Fri, Apr 10 2009 8:50 AMPermanent Link

"Robert"

"adam" <adam@fullwellmill.co.uk> wrote in message
news:26D45989-779E-4F69-939B-89F9205EE91A@news.elevatesoft.com...
> Hi Folks,
>
> Say I have data like this:
>
> ID   Name   TestResult
> 1     Bill       20
> 2     Bill       22
> 3     Bill       34
> 4     Jim      11
> 5     Jim      14
> 6     Jim      25
>
> I want to pick out the _last_entered_ results for Bill and Jim. ID
> increments
> automatically, so the MAX ID for Bill and Jim will be their last test
> result.
>
> However SQL:
>
> SELECT MAX(ID), Name, TestResult
>
> FROM TestResults
> GROUP BY Name
>
> Gives the following result:
>
> 3  Bill 20
> 6 Jim 11
>
> i.e. it returns the test results for tests 1 and 4, not 3 and 6.
>
> --
>
> I realise I can get the result with a second query to create a memory
> table in the form:
>
> SELECT MAX(ID) as ID, Name
>
> INTO MEMORY\MaxTests
>
> FROM TestResults
>
> GROUP BY ID   <<<<?????
>
> ;
>
> SELECT ID, Name, TestResult
>
> FROM TestResults
>
> WHERE ID IN
>
> (SELECT ID FROM MEMORY\MaxTests)
>
>
> --
>
> This works, but am I missing an easier way of writing it?
> Or ... is there a better way to think about the data in the first place?
>

Even if you get it to work on a single query, there is no guarantee it will
always work in the future. You should only select the aggregate fields and
the group by fields in the query. That's it.
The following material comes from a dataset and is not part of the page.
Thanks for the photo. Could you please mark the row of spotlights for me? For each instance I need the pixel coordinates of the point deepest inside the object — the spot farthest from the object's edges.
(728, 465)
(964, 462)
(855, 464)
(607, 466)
Also, your GROUP BY is wrong. Try this

SELECT MAX(ID) as MID, Name
INTO MEMORY\MaxTests
FROM TestResults
GROUP BY Name;
CREATE INDEX ByID ON Memory\MaxTests (MID);
SELECT ID, Name, TestResult
FROM TestResults
JOIN Memory\MaxTests
ON (MID = ID);

Why do you duplicate the name field in all rows?